Anti-gay activists have claimed that the Supreme Court’s decision to strike down same-sex marriage bans in Obergefell v. Hodges will lead to a tidal wave of oppression and persecution — just as they did following the passage of the Hate Crimes Prevention Act in 2009. Struggling to find the “victims” of gay marriage, Religious Right activists have pointed to a small handful of wedding cake bakers or photographers who were sued after denying service to gay couples.
One of these bakers, Jack Phillips, recently lost his appeal after he was found to be in violation of Colorado’s nondiscrimination law.

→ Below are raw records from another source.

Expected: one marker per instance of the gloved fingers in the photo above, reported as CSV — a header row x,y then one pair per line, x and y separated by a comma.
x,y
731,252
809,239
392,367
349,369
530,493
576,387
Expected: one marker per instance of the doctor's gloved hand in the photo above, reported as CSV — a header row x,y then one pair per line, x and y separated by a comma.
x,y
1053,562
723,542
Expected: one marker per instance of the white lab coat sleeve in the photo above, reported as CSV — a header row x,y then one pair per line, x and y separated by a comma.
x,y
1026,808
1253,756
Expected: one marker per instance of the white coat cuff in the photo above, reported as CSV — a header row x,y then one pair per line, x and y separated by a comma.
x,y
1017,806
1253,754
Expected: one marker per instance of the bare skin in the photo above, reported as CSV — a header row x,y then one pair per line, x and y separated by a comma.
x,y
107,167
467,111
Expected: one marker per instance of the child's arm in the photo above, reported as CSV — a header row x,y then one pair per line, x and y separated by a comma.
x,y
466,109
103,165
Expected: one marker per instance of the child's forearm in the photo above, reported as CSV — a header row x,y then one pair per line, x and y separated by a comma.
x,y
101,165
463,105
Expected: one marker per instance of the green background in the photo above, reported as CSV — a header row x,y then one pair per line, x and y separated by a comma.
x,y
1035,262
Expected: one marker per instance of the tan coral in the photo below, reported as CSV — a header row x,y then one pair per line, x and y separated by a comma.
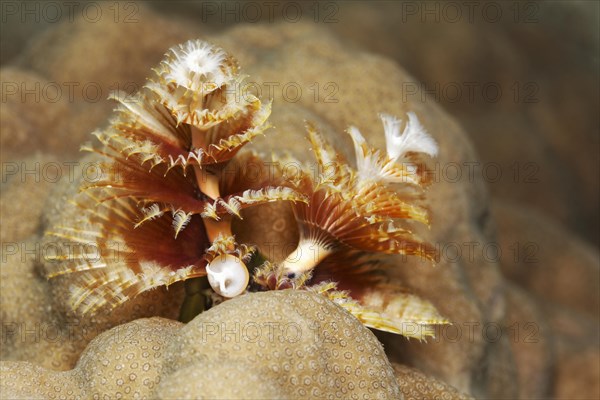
x,y
288,344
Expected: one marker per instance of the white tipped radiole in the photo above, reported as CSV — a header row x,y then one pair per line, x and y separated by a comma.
x,y
228,275
414,138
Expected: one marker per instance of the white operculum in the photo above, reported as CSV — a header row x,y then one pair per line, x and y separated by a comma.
x,y
227,275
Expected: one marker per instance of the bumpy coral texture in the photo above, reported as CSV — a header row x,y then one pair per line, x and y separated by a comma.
x,y
464,291
287,344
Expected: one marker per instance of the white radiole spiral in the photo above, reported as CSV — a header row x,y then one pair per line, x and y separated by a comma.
x,y
228,275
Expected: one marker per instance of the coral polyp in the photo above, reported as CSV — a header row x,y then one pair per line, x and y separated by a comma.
x,y
165,199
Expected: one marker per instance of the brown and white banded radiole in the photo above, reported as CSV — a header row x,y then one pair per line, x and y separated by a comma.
x,y
165,200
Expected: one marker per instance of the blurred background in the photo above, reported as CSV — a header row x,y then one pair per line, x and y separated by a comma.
x,y
520,76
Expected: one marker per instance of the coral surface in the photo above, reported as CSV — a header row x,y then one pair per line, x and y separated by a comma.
x,y
45,347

After the courts ruled against Phillips for a second time, Tony Perkins of the Family Research Council and Fox News pundit Todd Starnes linked the ruling to the Obgerefell decision, even though the lawsuit against the baker was filed prior to Obgerefell and even before Colorado legalized same-sex marriage (the couple was married in Massachusetts).
Alliance Defending Freedom’s Nicolle Martin, who is representing Phillips, appeared yesterday on Perkins’ radio show, where she spoke to guest host Craig James, another FRC official, about the case. (When Martin spoke to Perkins about the case last year, Perkins speculated that it could be a forerunner to an anti-Christian holocaust, asking when the government would “start rolling out the boxcars to start hauling off Christians.”)
When James asked Martin if Phillips would have “prevailed if the Supreme Court had not redefined marriage,” the attorney flatly answered, “No.”
“This court used decisions that predated Obgerefell,” she said, adding, “Obgerefell has nothing to do with the First Amendment and the right of all Americans to live and work according to their conscience, it has nothing to do with the Free Exercise Clause, it does not affect those fundamental rights, the pre-eminent civil rights laws of our nation, it doesn’t affect those laws in anyway.”
The Alliance Defending Freedom attorney’s statement pretty much rebuts the Religious Right’s favorite talking point about how the Supreme Court’s marriage equality ruling “abolished” the First Amendment.